I will provide a calculation example for calculating the required spindles in combination with a known skew. No capacity will be addressed in this post, where I will base it purely on IOPS / throughput and apply it to a mixed FAST VP pool.

We all know about the write penalty which is the following:

- RAID10: 2
- RAID5: 4
- RAID6: 6

What if we have an environment which has a skew of 80% with a required amount of IOPS that is 50000. Besides this, we know that there are 80% reads and only 20% writes. Remember that Flash is a good reader?

Now that we know there is a skew of 80%, we can calculate the amount of flash we need inside the pool:

0.80 * 50000 = 40000 IOPS that we need inside the highest tier of our FAST VP pool. For the remaining 10000 IOPS, we will keep the rule of thumb where we base the remaining stuff on 80% for SAS and 20% for NLSAS:

0.2 * (0.2 * 10000) = 2000 IOPS for NLSAS

0.2 * (0.8 * 10000) = 8000 IOPS for SAS

Now, without the write penalty applied, we need to get the following in our pool:

- Flash: 40000 IOPS
- SAS: 8000 IOPS
- NLSAS: 2000 IOPS

### Write Penalty

But what about the backend load? By backend load, I mean that there will be the write penalty included for calculating the exact spindles we need. Remember that we have about 20% reads on this environment:

(0.8 * 40000) + (2 * 0.2 * 40000) = 32000 + 16000 = 48000 IOPS for FASTCache which is in RAID10

or..

(0.8 * 40000) + (4 * 0.2 * 40000) = 32000 + 32000 = 64000 IOPS for Flash in our pool on RAID5

(0.8 * 8000) + (4 * 0.2 * 8000) = 6400 + 6400 = 12800 IOPS for SAS in RAID5

(0.8 * 2000) + (6 * 0.2 * 2000) = 1600 + 2400 = 4000 IOPS for NLSAS in RAID6

### How many drives to I need per tier?

We keep the following rule of thumbs in mind for the IOPS capacity per drive:

- Flash: 3500 IOPS
- SAS 15k: 180 IOPS
- NLSAS: 90 IOPS

To make sure you are ready for bursts, you could use “little’s law”, which means you will use only about 70% of this rule of thumb so you always have an extra buffer, but this is up to you as we will also round up the amount of disks for best RAID purposes.
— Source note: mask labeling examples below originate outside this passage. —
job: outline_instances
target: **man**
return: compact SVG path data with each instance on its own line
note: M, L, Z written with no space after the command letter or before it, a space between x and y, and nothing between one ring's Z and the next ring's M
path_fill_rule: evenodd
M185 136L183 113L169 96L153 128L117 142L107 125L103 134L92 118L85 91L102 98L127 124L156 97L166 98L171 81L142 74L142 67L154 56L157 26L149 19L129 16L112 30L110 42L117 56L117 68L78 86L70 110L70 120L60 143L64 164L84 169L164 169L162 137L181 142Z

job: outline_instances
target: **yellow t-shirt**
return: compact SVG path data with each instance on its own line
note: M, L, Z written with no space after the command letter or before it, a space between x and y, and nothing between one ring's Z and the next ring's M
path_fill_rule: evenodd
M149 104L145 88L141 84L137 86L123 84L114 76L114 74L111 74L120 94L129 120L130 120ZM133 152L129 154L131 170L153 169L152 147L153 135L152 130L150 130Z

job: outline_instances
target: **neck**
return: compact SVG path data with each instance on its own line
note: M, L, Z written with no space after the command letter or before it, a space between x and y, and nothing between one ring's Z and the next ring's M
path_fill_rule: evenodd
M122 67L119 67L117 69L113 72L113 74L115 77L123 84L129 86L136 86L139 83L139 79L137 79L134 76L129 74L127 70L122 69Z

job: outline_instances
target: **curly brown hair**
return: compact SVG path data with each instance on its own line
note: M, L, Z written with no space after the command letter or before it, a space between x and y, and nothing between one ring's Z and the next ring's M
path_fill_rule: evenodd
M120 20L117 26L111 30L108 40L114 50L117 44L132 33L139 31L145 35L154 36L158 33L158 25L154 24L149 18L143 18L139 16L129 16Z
64000 / 3500 = 19 disks, which we would round up to 20 when we want flash to be in a RAID5 configuration

12800 / 180 = 72 disks, which we would round up to 75 to keep RAID5 best practices again

4000 / 90 = 45 disks, which we would round up to 48 if we want to keep 6+2 RAID6 sets for example

Keep in mind that this calculation does not incude any capacity based on TB or GB, only on IOPS!